La lluvia había dejado la tierra convertida
en un fangal sucio y pastoso, plano y desolado estaba todo, sin la menor señal
de vida y, sin embargo, los dos hombres
y las dos mujeres buscaron y hallaron siempre algo con que alimentarse, en
tanto que la tierra se iba secando poco a poco,
hasta que volvieron a florecer las matas. Cuando la luna hubo alumbrado
muchas veces las noches de la tierra, el hombre del árbol le dijo al otro:
¿Por qué no te casas con mi hermana? Yo me
casaré con tu tía y poblaríamos de nuevo la tierra.
Está bien eso – contestó el de la colina;
pero tengo que saber primero si mi tía quiere tomarte por marido.
Preguntaron, pues, a la mujer, la cual dijo
que sí, y de este modo aquellos cuatro seres formaron dos parejas que fueron el
nuevo principio de la raza desaparecida.
El hombre del árbol tuvo una hija con la
mujer de la colina y la otra pareja procreó dos hijos varones.
Pasaron muchos soles y muchas lunas. Volvieron
los venados y báquiros a correr por el monte;
se alzaron los troncos de los morichales y de las demás palmeras; el
Capanaparo se limitó a sus cauces y
arrastró como antes en su corriente palometas y toporos; cruzaron otra vez los
murciélagos un cielo limpio bajo las nubes, y las paraulatas alegraron el aire
con sus silbidos.
Y el sol en su curiara, navegando
incansablemente sobre todas las cosas, entibió el ambiente y secó el barro de
la sabana, haciéndola de nuevo arena rojiza y suave.
Y el hombre que tenía dos hijos varones,
cuando vio que el mayor de ellos había crecido lo suficiente para tomar mujer,
le dijo:
-Tu prima me parece bien para nuera mía.
Cásate, pues, con ella.
-Yo no puedo tomar para mi mujer ninguna- le
contestó el muchacho- porque no sé cazar ni pescar y no podría conseguir
alimentos bastantes ni para ella ni para los hijos que tuviésemos.

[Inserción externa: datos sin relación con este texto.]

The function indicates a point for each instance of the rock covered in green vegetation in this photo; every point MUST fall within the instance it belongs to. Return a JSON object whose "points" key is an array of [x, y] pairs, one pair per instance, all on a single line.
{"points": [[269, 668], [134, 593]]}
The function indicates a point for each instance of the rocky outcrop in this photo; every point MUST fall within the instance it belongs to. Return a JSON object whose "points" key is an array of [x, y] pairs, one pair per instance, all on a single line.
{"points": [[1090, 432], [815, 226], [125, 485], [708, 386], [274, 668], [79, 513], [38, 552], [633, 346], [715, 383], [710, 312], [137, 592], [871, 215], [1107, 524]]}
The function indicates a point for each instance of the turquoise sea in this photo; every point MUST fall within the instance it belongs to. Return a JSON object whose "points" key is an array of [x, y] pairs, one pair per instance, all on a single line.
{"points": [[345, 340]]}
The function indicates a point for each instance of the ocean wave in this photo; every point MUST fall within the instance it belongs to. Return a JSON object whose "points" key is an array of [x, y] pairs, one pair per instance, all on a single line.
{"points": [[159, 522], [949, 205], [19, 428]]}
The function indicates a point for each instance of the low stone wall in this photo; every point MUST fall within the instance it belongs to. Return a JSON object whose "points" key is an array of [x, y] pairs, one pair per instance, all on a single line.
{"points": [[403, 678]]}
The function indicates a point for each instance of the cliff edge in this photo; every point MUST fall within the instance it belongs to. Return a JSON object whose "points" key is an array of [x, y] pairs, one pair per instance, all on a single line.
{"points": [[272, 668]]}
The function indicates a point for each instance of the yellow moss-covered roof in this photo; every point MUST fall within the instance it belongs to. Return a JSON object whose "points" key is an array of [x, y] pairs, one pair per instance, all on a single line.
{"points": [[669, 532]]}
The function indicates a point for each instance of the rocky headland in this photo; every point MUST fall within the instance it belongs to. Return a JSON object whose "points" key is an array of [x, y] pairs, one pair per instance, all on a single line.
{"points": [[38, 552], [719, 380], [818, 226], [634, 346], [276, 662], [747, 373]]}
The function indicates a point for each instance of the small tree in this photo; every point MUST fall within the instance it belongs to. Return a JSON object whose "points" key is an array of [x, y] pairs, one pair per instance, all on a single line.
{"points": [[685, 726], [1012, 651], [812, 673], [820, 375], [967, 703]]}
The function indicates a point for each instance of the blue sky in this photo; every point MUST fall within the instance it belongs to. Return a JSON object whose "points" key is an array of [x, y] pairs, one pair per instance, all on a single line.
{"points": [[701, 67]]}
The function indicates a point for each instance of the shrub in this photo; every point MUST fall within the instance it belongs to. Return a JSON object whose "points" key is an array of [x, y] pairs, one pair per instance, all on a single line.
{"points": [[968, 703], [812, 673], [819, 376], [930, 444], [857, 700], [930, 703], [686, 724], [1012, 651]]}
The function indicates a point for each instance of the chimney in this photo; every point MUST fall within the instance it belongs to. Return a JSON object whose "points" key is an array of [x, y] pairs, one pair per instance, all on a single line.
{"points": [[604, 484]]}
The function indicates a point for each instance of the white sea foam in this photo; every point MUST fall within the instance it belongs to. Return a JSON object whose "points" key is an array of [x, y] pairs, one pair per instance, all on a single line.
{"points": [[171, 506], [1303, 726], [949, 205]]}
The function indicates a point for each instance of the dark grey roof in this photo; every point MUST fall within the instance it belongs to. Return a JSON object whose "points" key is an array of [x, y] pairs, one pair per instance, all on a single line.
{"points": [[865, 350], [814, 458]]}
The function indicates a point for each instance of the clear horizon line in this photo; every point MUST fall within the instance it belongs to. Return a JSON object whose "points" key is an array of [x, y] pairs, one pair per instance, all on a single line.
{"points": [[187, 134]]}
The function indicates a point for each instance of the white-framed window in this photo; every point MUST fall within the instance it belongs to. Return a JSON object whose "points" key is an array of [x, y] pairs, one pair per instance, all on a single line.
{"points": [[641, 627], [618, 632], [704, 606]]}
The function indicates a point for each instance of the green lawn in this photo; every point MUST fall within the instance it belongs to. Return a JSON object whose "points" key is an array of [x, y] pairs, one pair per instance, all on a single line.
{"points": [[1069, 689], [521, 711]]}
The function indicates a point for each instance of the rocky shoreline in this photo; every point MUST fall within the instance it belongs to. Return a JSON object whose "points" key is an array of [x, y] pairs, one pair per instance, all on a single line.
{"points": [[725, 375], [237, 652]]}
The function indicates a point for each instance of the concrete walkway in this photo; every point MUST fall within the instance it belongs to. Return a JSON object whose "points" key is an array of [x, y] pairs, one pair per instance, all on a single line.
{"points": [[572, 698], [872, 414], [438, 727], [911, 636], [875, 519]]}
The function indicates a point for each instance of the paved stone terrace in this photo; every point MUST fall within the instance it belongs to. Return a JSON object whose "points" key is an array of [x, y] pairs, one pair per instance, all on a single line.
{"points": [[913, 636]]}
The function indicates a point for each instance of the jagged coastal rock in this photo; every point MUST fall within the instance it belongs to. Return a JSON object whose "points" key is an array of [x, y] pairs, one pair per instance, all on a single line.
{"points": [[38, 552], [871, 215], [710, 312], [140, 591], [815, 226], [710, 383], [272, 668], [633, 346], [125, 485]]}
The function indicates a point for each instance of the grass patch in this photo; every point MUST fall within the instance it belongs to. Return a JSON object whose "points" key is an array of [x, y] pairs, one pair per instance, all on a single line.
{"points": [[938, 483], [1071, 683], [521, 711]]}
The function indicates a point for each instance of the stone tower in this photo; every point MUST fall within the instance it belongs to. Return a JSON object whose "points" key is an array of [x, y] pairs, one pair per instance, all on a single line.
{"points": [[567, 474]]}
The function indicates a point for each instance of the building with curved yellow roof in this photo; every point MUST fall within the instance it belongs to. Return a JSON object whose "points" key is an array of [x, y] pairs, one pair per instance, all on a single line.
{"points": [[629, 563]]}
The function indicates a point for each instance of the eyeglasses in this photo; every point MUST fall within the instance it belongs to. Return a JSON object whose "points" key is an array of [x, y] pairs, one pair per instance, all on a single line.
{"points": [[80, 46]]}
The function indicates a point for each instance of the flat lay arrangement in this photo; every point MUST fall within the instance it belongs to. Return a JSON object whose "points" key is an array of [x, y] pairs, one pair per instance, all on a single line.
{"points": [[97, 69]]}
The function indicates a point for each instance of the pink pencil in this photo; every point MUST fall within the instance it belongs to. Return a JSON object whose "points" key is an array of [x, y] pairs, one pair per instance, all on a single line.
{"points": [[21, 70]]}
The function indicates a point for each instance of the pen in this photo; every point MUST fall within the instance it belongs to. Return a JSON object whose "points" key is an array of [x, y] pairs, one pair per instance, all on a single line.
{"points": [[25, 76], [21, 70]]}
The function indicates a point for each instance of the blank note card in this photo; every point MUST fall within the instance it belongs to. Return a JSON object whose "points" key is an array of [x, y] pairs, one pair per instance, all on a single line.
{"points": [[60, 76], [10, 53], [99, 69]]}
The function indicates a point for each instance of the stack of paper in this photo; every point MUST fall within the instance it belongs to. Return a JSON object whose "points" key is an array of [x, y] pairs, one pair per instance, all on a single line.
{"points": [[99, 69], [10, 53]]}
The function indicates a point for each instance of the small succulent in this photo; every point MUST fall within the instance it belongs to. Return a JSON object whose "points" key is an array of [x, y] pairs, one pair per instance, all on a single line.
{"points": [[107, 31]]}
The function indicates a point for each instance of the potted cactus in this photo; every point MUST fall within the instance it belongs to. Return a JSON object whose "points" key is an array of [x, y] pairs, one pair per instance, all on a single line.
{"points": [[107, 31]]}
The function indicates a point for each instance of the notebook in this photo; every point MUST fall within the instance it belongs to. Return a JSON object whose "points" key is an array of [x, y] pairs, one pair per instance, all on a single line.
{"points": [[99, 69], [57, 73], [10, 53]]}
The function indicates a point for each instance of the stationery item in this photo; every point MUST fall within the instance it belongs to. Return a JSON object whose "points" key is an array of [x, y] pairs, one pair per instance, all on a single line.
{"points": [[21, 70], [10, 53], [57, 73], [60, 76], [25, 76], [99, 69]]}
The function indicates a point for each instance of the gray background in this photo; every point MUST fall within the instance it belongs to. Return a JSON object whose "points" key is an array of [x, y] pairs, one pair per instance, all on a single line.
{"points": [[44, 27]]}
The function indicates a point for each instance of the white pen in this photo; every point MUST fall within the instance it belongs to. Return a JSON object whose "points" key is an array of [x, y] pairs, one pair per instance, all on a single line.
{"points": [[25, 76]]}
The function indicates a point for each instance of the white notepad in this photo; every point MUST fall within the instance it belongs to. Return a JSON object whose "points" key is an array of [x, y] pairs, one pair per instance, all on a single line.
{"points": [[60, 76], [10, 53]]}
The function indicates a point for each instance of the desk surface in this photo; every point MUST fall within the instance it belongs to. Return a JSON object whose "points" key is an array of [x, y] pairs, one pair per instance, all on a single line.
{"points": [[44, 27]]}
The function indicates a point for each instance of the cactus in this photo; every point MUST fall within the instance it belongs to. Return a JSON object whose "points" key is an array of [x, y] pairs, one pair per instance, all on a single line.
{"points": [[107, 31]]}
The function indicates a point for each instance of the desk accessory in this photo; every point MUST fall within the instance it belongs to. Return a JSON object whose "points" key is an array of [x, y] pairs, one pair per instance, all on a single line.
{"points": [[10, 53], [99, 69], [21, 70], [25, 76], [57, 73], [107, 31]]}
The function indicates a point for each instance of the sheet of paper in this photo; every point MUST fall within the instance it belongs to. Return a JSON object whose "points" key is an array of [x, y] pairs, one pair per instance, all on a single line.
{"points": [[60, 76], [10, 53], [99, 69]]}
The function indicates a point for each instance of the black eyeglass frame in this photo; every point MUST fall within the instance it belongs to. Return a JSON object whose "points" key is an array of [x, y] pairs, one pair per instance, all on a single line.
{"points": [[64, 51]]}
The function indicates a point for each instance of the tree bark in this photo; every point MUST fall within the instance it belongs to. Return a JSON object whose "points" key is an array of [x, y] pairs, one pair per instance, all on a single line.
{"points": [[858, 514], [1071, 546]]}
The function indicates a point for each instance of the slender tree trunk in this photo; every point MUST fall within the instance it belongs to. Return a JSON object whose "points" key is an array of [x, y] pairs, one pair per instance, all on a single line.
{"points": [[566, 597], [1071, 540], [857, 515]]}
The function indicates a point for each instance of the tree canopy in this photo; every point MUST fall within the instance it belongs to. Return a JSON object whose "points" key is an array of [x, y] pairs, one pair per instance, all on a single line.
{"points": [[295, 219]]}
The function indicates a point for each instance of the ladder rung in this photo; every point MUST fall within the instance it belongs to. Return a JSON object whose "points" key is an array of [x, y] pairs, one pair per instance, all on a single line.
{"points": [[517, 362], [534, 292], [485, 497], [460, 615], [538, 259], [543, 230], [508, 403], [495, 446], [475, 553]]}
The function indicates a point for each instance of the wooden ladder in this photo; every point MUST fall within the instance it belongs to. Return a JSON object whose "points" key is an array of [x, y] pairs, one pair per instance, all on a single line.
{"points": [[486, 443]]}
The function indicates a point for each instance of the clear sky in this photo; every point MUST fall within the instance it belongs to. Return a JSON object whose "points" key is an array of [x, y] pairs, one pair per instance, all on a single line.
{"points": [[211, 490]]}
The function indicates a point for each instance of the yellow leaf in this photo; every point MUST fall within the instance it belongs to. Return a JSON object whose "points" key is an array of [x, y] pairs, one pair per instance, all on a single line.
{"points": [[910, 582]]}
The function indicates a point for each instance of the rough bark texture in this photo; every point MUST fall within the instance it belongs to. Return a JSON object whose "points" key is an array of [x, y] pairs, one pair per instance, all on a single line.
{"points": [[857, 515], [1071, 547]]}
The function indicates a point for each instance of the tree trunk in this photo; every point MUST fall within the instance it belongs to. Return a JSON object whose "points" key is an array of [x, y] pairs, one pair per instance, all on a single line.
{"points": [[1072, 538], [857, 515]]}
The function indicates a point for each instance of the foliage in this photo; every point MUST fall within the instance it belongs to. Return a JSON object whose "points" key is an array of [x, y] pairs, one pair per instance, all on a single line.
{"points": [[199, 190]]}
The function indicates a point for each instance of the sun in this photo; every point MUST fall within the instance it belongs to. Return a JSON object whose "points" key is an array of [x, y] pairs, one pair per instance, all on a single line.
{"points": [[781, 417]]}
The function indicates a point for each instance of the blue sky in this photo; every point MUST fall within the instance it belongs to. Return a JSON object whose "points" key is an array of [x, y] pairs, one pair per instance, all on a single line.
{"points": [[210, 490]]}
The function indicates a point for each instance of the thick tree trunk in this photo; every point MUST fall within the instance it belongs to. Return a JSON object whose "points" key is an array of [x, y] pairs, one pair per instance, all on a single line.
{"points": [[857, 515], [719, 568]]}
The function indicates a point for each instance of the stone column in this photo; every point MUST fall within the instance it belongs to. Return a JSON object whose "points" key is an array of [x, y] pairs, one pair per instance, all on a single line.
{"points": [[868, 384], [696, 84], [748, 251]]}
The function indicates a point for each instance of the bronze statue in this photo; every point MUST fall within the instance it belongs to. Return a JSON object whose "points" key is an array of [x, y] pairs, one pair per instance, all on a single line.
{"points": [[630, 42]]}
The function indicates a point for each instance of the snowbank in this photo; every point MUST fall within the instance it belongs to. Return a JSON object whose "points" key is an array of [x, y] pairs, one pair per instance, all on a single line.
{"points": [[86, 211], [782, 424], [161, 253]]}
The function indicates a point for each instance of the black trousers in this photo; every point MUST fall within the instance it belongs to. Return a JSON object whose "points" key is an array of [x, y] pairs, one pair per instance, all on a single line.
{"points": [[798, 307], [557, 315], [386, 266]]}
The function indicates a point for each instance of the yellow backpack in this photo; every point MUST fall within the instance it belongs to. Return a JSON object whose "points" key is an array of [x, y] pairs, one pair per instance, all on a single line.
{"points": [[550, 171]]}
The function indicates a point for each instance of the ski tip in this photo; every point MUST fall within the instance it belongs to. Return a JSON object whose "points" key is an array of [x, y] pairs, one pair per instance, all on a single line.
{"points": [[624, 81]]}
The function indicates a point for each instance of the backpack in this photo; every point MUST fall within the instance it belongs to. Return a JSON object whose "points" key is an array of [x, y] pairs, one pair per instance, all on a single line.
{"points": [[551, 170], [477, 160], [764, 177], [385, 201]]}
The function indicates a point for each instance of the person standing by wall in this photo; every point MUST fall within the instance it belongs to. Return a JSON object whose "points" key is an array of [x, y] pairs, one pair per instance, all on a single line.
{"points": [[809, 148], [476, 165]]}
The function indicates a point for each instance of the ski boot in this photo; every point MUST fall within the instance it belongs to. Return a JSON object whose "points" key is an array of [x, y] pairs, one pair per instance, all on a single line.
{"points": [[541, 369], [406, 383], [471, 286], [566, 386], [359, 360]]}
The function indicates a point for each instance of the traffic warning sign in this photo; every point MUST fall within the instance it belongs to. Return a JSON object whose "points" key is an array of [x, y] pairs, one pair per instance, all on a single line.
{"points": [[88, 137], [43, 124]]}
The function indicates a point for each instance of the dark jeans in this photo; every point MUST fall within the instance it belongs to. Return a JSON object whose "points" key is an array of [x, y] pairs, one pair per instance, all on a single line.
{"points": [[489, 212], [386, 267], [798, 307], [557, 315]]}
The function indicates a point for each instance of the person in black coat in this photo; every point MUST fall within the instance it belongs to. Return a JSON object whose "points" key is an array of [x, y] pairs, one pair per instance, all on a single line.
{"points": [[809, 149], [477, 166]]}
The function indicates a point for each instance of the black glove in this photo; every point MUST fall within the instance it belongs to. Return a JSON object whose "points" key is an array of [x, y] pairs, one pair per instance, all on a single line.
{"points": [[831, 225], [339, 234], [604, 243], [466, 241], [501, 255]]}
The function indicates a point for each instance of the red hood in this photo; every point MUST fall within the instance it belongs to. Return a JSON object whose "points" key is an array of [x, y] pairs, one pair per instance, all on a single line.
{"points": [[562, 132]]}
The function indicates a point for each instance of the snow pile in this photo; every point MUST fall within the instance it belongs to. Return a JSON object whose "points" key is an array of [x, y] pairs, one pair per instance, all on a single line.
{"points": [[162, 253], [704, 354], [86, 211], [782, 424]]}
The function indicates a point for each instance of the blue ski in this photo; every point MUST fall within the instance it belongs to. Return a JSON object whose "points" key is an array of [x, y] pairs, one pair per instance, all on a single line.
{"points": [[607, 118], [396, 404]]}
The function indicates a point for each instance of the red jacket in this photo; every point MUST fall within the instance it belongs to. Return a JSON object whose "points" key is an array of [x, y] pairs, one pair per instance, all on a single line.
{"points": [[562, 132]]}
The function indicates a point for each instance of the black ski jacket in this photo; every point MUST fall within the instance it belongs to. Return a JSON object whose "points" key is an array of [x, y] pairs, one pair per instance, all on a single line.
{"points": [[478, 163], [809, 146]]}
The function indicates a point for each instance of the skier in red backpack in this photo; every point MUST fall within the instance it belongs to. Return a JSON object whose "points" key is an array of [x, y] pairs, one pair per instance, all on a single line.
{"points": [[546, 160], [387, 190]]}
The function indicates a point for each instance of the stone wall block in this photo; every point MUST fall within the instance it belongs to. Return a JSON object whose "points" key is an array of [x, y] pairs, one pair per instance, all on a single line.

A esto nada, contestó el padre, y hubieron de
esperar que el otro hermano creciera. Cuando ya fue un hombre y estuvo en
condiciones de tener mujer e hijos, él fue quien se casó con su prima.
Aún así resultó que abundaban más los hombres
que las mujeres, pues habían nacido más varones que hembras, por lo que los dos
muchachos de la tribu, al ver que no les quedaba ninguna mujer, se fueron a
buscar las hijas de la culebra y a las del jaguar, se unieron a ellas y se
quedaron a vivir en su compañía.
Estos dos muchachos eran sobrinos de aquel
hombre que no había querido casarse, el cual sabía muchas cosas que los demás
ignoraba, y que se disgustó grandemente al ver que los hermanos tomaban como
mujeres a sus hermanas. Para demostrar a las gentes que estas uniones eran solo
propias de las bestias salvajes, empleó su poder en convertir a unos en
culebras y a otros en jaguares, para que de esta manera sintieran temor por lo
que habían hecho.
Pero ocurrió que cuando quiso dar fin al
escarmiento y volverlos a su estado normal no pudo conseguirlo por más que lo
intentó durante doce soles seguidos. Y desde entonces aquellos hombres y
mujeres quedaron para siempre convertidos en seres inferiores.
En vista de lo sucedido, el hombre reunió a
todas las demás gentes y les prohibió que de allí en adelante se casaran entre
hermanos, amenazándolos con transformarlos en culebras y jaguares si lo
desobedecían.
A causa de esto los yaruros descendientes del
jaguar Itciaci (*) no pueden unirse en matrimonio unos con otros, sino que tiene
que buscar pareja entre los descendientes de la culebra Puaná (*) .
Notas del editor:
(*): Kuma o Kumañí y Puaná o Poaná son fuerzas creadoras y benignas. Itciaci o Ichiaí es el maligno.
Este texto fue transcrito de Kuai-Mare. Mitos aborígenes de Venezuela de María Manuel de Cora, publicación de Monte Ávila Editores Latinoamericana (Caracas, 2005).